Но то, чего он не понимал — то, что заставляло его изумляться, — была ее легкость, ее веселость, ее дикая живость, я мог бы почти сказать, ее легкомыслие, когда она не была движима глубоким чувством или скована мыслью.
Это было выше его понимания. И все же странно! Те же характеристики не удивляли и не шокировали его в ее матери — никогда не удивляли и не шокировали; напротив, он любил ее за эти качества, столь непохожие на его собственные. Возможно, дело было в том, что ему казалось странным, что его ребенок может в любом настроении быть столь непохожим на него самого; или, может быть, именно контраст между двумя сторонами одного и того же характера вызывал его удивление, когда он видел это в своем ребенке. Он мог забыть, что ее мать была ее родителем, как и он сам, и что она унаследовала черты от каждого из них.
В своей вдумчивой, рассудительной, теоретической манере он решил усердно искать средство от того, что считал дефектом в своем ребенке, — со всем рвением и упорством отцовской любви, подкрепленной его собственной силой характера, культивировать те качества, которые были наиболее похожи на его собственные, — те, короче говоря, которые были наименее женственными. Но природу нельзя было обмануть. Вы можете отвлечь ее до определенной степени, но вы не можете полностью сбить ее с пути.

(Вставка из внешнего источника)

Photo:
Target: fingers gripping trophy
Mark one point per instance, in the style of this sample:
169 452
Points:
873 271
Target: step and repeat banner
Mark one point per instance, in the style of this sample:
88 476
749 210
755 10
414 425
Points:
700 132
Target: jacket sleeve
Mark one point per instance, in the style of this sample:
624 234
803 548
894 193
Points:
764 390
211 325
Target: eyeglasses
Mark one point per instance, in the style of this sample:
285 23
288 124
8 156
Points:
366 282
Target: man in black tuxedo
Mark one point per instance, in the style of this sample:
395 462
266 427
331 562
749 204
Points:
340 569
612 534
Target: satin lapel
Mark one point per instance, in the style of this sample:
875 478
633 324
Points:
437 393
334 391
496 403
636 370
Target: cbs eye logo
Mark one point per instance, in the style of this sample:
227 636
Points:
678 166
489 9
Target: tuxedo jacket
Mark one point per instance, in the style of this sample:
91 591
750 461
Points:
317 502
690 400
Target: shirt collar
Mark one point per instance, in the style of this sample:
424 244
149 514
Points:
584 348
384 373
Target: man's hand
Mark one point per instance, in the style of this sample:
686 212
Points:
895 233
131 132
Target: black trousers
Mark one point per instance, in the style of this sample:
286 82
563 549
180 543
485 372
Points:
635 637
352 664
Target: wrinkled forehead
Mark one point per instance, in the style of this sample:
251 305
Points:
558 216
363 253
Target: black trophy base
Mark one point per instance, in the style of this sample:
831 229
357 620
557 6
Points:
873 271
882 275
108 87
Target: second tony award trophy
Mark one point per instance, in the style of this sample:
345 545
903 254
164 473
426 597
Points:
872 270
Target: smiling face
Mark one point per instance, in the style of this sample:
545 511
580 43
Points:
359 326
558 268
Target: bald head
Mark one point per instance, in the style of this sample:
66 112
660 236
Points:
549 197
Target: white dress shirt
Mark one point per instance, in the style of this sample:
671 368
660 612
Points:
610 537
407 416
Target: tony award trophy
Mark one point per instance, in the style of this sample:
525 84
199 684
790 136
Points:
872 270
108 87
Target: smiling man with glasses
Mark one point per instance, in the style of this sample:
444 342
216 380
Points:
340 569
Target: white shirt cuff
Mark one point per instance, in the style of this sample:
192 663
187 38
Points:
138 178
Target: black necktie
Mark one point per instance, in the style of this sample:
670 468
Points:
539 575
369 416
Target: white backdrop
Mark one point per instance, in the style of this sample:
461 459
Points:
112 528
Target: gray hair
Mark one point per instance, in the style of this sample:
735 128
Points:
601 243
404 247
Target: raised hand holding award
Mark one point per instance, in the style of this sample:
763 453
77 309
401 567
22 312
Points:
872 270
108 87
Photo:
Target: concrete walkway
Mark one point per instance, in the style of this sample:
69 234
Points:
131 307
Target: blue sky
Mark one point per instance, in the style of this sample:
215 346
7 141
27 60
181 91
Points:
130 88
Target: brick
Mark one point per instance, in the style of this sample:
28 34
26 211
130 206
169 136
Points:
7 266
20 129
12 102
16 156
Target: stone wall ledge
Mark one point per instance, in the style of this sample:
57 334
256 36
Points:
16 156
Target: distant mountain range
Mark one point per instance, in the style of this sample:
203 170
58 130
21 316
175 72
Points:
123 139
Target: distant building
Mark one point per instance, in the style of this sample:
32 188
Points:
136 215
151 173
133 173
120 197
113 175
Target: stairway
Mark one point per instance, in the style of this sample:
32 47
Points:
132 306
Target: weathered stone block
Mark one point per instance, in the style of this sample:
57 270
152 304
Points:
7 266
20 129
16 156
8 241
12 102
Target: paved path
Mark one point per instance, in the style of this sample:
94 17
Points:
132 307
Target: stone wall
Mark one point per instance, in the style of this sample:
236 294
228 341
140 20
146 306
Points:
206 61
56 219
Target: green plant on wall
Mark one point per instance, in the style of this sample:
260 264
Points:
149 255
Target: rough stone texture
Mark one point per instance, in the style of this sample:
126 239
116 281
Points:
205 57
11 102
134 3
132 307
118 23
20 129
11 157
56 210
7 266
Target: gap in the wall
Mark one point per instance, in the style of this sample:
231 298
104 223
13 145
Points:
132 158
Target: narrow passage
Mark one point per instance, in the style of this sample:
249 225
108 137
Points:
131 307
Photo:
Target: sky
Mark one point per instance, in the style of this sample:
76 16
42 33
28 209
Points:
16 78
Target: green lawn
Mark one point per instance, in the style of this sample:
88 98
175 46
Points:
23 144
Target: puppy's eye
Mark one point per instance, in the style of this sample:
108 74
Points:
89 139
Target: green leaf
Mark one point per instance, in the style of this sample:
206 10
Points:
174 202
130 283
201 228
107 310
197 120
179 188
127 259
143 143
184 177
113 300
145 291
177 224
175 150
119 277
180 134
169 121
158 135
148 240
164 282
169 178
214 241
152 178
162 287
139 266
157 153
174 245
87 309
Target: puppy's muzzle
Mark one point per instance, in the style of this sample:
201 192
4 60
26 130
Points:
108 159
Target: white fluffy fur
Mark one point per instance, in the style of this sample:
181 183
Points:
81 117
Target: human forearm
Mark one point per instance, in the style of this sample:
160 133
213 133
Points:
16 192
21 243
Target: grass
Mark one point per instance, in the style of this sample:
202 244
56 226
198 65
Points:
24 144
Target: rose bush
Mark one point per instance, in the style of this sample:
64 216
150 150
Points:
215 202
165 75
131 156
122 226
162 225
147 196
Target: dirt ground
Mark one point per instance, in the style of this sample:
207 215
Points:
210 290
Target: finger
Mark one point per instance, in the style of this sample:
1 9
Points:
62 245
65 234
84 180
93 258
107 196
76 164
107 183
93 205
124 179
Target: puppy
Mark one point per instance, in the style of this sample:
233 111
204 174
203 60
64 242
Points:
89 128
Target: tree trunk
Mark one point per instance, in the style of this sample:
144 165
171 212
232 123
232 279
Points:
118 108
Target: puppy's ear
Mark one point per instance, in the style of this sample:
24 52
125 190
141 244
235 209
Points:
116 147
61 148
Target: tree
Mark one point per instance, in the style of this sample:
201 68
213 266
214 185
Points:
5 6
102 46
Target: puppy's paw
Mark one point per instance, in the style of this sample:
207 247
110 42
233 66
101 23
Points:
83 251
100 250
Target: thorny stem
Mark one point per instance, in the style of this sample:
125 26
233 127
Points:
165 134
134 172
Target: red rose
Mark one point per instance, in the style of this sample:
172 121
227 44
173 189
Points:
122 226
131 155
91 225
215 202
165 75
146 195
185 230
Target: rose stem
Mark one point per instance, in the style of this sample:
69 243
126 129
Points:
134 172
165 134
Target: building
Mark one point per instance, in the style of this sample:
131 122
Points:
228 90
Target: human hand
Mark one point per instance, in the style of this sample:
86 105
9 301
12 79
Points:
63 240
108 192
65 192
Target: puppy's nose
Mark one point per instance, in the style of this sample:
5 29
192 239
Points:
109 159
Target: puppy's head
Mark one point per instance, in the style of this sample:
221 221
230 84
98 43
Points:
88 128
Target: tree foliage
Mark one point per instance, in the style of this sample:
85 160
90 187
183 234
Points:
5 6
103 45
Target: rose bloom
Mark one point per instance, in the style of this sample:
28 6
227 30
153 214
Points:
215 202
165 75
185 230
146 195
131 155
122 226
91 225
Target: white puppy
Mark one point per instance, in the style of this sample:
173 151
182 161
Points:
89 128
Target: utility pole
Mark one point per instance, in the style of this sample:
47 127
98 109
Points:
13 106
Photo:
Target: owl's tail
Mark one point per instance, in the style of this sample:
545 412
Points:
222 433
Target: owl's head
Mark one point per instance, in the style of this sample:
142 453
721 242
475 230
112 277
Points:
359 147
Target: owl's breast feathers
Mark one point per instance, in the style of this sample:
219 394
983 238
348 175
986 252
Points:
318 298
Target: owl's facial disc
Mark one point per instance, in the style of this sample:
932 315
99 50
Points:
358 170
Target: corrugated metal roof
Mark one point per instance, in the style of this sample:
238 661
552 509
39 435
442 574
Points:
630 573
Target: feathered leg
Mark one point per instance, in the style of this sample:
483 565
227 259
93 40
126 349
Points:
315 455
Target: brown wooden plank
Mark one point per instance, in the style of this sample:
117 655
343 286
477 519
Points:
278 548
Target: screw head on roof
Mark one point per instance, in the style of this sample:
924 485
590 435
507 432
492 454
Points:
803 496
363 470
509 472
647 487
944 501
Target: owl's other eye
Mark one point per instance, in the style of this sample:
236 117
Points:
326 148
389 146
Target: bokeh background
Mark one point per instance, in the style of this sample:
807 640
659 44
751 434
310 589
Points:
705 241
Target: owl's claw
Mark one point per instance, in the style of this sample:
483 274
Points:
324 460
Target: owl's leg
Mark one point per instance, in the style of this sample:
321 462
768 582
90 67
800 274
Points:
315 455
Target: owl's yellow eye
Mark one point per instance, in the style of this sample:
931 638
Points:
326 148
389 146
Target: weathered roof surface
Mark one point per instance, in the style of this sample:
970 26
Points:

Он обнаружил, что не может — никакими средствами, которые позволяло ему использовать его сердце, — победить то, что он называл легкомыслием ребенка. Легкомыслие! Боже упаси! Были времена, когда она не проявляла никакого легкомыслия, а, напротив, глубину и интенсивность, далеко, далеко превосходящие ее годы. Действительно, обычное течение ее мыслей было спокойным и вдумчивым. Лишь когда ветерок рябил его, оно сверкало на поверхности. Ее отец тоже видел, что это так; что дикая веселость была лишь случайной. Но все же это удивляло и огорчало его — возможно, тем больше, что она была случайной. В его глазах это казалось аномалией в ее природе. Он хотел бы, чтобы она была полностью похожа на него. Он не мог представить, чтобы кто-то, обладая столь большой частью его собственного характера, имел в сердце и мозгу место для чего-то еще. Это было предметом постоянного удивления для него; предметом размышлений, тревожных мыслей.